Israeli Prime Minister Benjamin Netanyahu gave Theresa May a frightening account during their meeting of the threat posed by Iranian aggression to Israel and everybody else. In Mr Netanyahu’s eyes, Iran is a much more dangerous enemy than Isis or al-Qaeda, seeking “to annihilate Israel, it seeks to conquer the Middle East, it threatens Europe, it threatens the West, it threatens the world.”
Even by Mr Netanyahu’s standards the rhetoric sounds excessive and is probably motivated by a wish to divert attention from Israeli settlement building on the West Bank. Within a few days of Donald Trump’s inauguration as President, Israel announced the construction of a further 2,500 housing units on the West Bank. Though the Trump administration expressed mild discontent, Israel will probably be spared more vigorous protests by Washington.
Mr Netanyahu knows that senior members of the new administration have themselves been denouncing Iran in similarly apocalyptic terms as himself. On Saturday, the US Defence Secretary James Mattis called Iran “the single biggest state sponsor of terrorism in the world”, though he added that it was not necessary for the US to deploy more military forces to counter Iran. On the previous day, the US had imposed new though limited sanctions over an Iranian ballistic missile test.
Fresh Israeli settlement building on the West Bank usually provokes cries internationally that the prospect of a “two-state solution” to establish peace between Israel and the Palestinians is being eroded or destroyed. But in reality such a solution has long been dead and buried because of the disparity in political, diplomatic and military strength between the two sides. Israel has no reason to compromise and the Palestinian Authority leadership, decrepit and authoritarian, has virtually no leverage or alternative options because of its long-standing dependence on Israeli security backing.
Israel and the Sunni Arab states of the Gulf led by Saudi Arabia are relieved to have a more sympathetic president in the White House and glad that Mr Obama has gone. The administration has adopted a much more belligerent anti-Iranian tone, but is evidently not going to tear up the deal on Iran’s nuclear programme agreed by President Obama. US policy in Iraq and Syria is directed primarily towards eliminating Isis and al-Qaeda-type groups using US and allied air power in support of local allies on the ground, notably the Iraqi armed forces in Iraq and the Syrian Kurds in Syria.

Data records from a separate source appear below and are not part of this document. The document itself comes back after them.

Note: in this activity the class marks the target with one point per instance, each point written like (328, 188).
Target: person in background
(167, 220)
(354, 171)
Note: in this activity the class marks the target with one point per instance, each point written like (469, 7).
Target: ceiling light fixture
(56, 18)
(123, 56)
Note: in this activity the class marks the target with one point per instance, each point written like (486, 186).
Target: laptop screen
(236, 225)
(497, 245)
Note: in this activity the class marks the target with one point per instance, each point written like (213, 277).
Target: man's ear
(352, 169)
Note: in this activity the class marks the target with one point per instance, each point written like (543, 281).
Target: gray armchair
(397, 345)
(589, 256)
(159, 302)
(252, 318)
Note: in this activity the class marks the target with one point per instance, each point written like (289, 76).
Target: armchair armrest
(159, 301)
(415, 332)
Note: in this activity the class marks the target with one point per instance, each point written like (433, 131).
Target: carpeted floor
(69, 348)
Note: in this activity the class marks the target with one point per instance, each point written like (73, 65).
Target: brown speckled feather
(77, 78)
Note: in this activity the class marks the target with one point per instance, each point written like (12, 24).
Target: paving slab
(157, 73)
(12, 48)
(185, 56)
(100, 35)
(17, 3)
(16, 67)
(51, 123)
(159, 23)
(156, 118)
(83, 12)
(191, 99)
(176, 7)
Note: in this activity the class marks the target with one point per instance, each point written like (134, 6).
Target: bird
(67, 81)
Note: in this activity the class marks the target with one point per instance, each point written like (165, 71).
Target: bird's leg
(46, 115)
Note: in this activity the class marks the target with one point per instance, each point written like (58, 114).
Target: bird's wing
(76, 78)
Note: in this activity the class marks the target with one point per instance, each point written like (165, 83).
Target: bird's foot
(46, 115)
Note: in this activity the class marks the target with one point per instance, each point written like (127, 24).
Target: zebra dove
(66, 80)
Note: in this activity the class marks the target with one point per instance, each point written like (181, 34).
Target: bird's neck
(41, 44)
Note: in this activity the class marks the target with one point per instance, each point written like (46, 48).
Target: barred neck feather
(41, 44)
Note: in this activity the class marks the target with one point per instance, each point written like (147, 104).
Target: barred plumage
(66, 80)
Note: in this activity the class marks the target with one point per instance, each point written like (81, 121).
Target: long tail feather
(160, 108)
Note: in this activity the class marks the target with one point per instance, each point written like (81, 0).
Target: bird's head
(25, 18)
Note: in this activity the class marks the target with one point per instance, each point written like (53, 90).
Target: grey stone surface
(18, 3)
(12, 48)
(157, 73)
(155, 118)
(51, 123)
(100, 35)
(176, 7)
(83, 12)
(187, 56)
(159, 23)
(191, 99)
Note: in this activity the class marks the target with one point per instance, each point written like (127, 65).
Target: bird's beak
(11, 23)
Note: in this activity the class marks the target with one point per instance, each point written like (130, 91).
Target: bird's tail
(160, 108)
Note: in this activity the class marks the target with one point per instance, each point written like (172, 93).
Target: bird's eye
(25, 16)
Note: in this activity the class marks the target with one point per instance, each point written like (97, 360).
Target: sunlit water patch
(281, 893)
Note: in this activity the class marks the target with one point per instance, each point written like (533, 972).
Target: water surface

Iranian influence in the region is increasing simply because it leads what is essentially a Shia coalition of states and movements – Iraq, Syria and Hezbollah in Lebanon – that is winning the war in Syria in alliance with Russia. In Iraq, the US and Iran have long had a strange relationship which is a mixture of cooperation and rivalry. The assent of Washington and Tehran is in practice required before there is a new Iraqi prime minister.
Both Mr Netanyahu and Ms May are somewhat isolated internationally and want to take advantage of a more fluid situation in Washington under Mr Trump, but they do not know quite what direction it will take. The most important US policy decisions in Iraq and Syria are unlikely to be unstitched because they are working well and Isis is under strong pressure.
More Israeli settlement building around Jerusalem and on the West Bank undermines the idea that a “two-state solution” is feasible, but it has long been nothing more than a convenient fig leaf. A more sympathetic administration in Washington will increase pressure from the far-right inside Israel to move towards annexation of all or part of the West Bank, but real change is unlikely.